In New York City, bake sales may soon be a thing of of the past. What’s the issue? Some folks want schools to do a better job combating childhood obesity and play less of a roll in creating it.
Whatever happened to the old cake walks? We used to walk around in a circle, sort of like musical chairs, until the music stopped and you had a winner. You exercise a little. You eat a little. All good.
Salt used to be known as one of the major bad guys of an unhealthy diet. But with the increased focus on the obesity epidemic, salt has taken a backseat in terms of the marketing of a healthy lifestyle. Some politicians (like Mayor Bloomberg) and researchers think it’s time to regulate the amount of salt in foods. Others think we should keep the focus on body weight.
Celebrity cook and author Jamie Oliver has been doing a lot of work to combat childhood obesity. Here’s his very recent talk at the TED Conference. Good stuff.
A lot folks refer to momentary memory lapses as “senior moments.” But the truth is that senior moments can start as early as your 20s.
Memory lapses start in our 20s, though people don’t typically notice or fret about them until their 50s. In a study published last year in the journal Neurobiology of Aging, psychologists asked about 2,000 participants to solve puzzles, identify patterns and remember words and details from stories, among other memory tests. The top performers were 22 years old; researchers saw a notable decline in the ability to make rapid comparisons, remember unrelated information and detect relationships by age 27. A weakening memory can usually be detected by around age 37, according to the study. The good news was that people’s vocabulary and general knowledge increase until at least age 60.
I wonder if our memories for certain bits of information take a hit due to the increasing amount of data we face via online networks, etc. I tackled that topic over in my new blog: I Can’t Read Anything Longer than This Headline.
Think we’ve got some serious fans in the United States? Soccer fans are so serious about their teams that they often celebrate by having a ton of sex. How can we be so sure about that fact? Well, just look at the number of babies being born in Catalonia nine months after Barcelona took home top prize in Spain’s La Liga.
Fans being fans, some celebrated with a few pints of their favorite adult beverage, others engaged in another favorite adult activity — sex.
On Thursday, Reuters reported the maternity wards at hospitals in the capital of Catalonia have been jammed after an increase in births of almost 50 percent. COMRadio’s survey of area hospitals found that births this week and those expected soon are more than 45 percent above the average.
I think I finally understand why out State of the Union speeches always seem a little boring. Argentina’s president gives televised advice about such topics as eating pork to improve one’s sex life.
Argentina’s president recommended pork as an alternative to Viagra Wednesday, saying she spent a satisfying weekend with her husband after eating barbecued pork.
“I’ve just been told something I didn't know; that eating pork improves your sex life … I'd say it's a lot nicer to eat a bit of grilled pork than take Viagra,” President Cristina Fernandez said to leaders of the pig farming industry.
We might have to rethink pork’s status as the other white meat.
Dan Buettner studies Blue Zones, areas where people tend to have the longest lifespans. In this article and video he explains some of the things he’s discovered.
We found that all five Blue Zones possessed the same nine lifestyle characteristics. Among them: a low-meat, plant-based diet (all of them ate a lot of beans) and a ritual of “downshifting” each day. They experience the same stresses we do — kids, health, finances — but they managed it through daily prayer, meditation, ancestor veneration or city-wide happy hours (like the Sardinians).
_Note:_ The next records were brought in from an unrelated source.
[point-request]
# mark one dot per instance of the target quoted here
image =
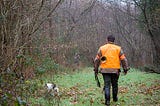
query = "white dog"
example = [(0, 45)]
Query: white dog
[(52, 89)]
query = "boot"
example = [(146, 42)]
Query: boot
[(107, 103)]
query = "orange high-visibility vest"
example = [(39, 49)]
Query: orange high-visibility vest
[(112, 54)]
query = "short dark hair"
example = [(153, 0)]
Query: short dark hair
[(111, 38)]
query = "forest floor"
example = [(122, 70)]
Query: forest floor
[(79, 88)]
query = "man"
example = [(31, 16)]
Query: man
[(109, 58)]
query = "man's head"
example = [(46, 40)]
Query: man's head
[(110, 38)]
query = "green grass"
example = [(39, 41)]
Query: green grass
[(79, 89)]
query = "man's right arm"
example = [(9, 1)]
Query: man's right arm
[(124, 62), (97, 61)]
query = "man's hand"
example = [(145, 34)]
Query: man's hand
[(95, 71)]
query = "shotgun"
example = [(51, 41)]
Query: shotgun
[(96, 75)]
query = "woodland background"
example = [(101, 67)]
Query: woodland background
[(41, 35)]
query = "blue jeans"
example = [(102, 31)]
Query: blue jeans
[(110, 79)]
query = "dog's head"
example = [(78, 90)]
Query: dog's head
[(52, 86)]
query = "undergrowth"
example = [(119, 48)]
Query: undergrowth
[(79, 88)]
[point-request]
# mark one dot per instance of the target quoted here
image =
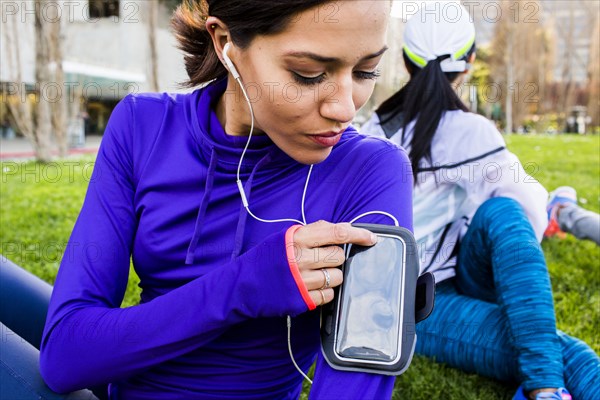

The secret to longevity, as I see it, has less to do with diet, or even exercise, and more to do with the environment in which a person lives: social and physical. What do I mean by this? They live rewardingly inconvenient lives. They walk to the store and to their friends’ homes and they live in houses set up with opportunities to move mindlessly. They do their own yard work, hand-knead their own bread dough, and, in the case of Okinawa, get up and down off the floor several dozen times a day.
There’s more, but you probably want to walk around the block a couples times before reading it.